Furthermore, though Russian forces have targeted Ukrainian internet infrastructure with both cyber and kinetic capabilities, theories have emerged that the Russians have been reluctant to fully disrupt services as their forces now also rely on said infrastructure to operate in-country.

These challenges are only further compounded by the fact that the Ukrainian armed forces have relied heavily on irregular warfare operations to counteract the Russian military’s numerical and technological advantage, fighting in dispersed and highly mobile formations to conduct hit-and-run attacks and outmaneuver the more sluggish armored elements on which the Russians rely heavily.

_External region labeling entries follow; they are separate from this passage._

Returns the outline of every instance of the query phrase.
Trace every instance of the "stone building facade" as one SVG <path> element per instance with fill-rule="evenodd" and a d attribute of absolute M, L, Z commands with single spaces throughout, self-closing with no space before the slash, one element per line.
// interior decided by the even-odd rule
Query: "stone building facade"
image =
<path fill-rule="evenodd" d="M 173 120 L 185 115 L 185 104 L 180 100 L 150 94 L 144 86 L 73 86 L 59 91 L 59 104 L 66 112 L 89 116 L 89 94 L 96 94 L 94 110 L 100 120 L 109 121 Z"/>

Furthermore, sympathetic nations from NATO and elsewhere have contributed to this flexibility by supplying Ukrainian forces with a diverse range of radios and communications systems, whilst units of the Territorial Defence Forces (TDF) who still rely on mobile phones are difficult to identify amongst the countless civilian cellular emissions emanating from the urban populations centers where the TDF are typically stationed. This renders effective target identification within the electromagnetic spectrum particularly difficult, and though the Russian military has certainly attempted to exploit its EW capabilities, as evidenced by the capture of a Krasukha-4 command module on the outskirts of Kyiv in mid-March, those assets have thus far failed to achieve their full potential due to practical limitations in the field.

Having identified the numerous operational limitations and detrimental factors affecting the Russian military’s EW prowess, it becomes pertinent to pose the question as to whether EW capabilities pose such a serious threat, specifically within the context of a high intensity conflict between state actors such as the one in Ukraine. The key takeaway from this analysis is that though the most powerful Russian EW systems were designed to counter NATO’s conventional military capabilities and platforms such as early warning aircraft, radars and satellites, these systems are much less effective at destabilizing a dispersed fighting force employing irregular warfare tactics which is far less reliant on advanced capabilities or systems.

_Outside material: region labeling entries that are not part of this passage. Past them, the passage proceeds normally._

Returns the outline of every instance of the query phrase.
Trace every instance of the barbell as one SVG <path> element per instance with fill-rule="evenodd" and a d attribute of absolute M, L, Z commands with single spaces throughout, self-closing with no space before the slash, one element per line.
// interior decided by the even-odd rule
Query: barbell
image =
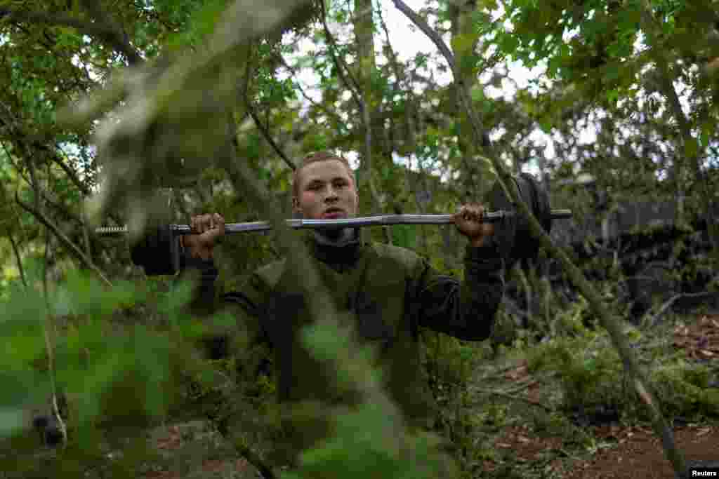
<path fill-rule="evenodd" d="M 546 191 L 531 175 L 523 173 L 513 177 L 509 187 L 515 189 L 529 206 L 549 233 L 554 220 L 572 217 L 569 210 L 552 210 Z M 529 232 L 528 222 L 520 215 L 500 185 L 495 184 L 485 197 L 485 204 L 493 210 L 485 213 L 483 221 L 495 224 L 495 241 L 505 265 L 510 268 L 518 260 L 536 258 L 539 243 Z M 335 220 L 286 220 L 294 229 L 324 229 L 385 226 L 391 225 L 446 225 L 454 222 L 451 214 L 440 215 L 382 215 Z M 265 231 L 272 228 L 267 221 L 233 223 L 225 224 L 225 234 Z M 101 236 L 122 235 L 127 233 L 127 226 L 101 227 L 95 230 Z M 180 267 L 179 236 L 192 234 L 189 225 L 162 225 L 147 233 L 132 246 L 132 261 L 142 266 L 148 276 L 173 274 Z M 165 253 L 166 252 L 166 253 Z"/>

Analysts have long predicted that the majority of future conflicts would be fought in highly urbanized and digitized environments, thus ensuring that despite providing EW assets with a target-rich environment, precision targeting will always be hampered where hostile forces can rely on civilian infrastructure to disguise their signatures. This challenge can be circumvented by relying on less discriminate EW systems which target a broader range of emissions and signals.

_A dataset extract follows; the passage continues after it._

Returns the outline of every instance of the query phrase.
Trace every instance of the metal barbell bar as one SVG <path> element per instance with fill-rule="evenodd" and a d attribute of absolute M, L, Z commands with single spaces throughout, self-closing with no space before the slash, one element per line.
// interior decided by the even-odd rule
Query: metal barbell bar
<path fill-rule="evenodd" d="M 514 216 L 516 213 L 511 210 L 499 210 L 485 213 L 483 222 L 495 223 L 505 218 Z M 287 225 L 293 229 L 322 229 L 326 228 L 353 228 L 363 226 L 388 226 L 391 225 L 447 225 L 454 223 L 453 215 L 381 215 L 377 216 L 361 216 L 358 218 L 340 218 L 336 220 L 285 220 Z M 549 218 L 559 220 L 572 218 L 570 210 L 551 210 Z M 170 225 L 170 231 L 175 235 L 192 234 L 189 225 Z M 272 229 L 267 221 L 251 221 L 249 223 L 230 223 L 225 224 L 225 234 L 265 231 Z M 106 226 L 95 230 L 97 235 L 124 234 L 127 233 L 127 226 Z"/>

However, this can prove a double-edged sword if those capabilities then also disrupt allied C4ISR networks operating within the targeted area. Though the Russian command’s recent shift in focus to securing eastern Ukraine may permit a more effective use of EW systems due to relative rigidity of the frontlines in that region, the practical limitations this conflict has highlighted will undoubtedly provide key lessons to analysts worldwide regarding the effective use of EW assets within the context of multi-domain operations and the strategic limitations they face in disrupting a dispersed and irregular fighting force.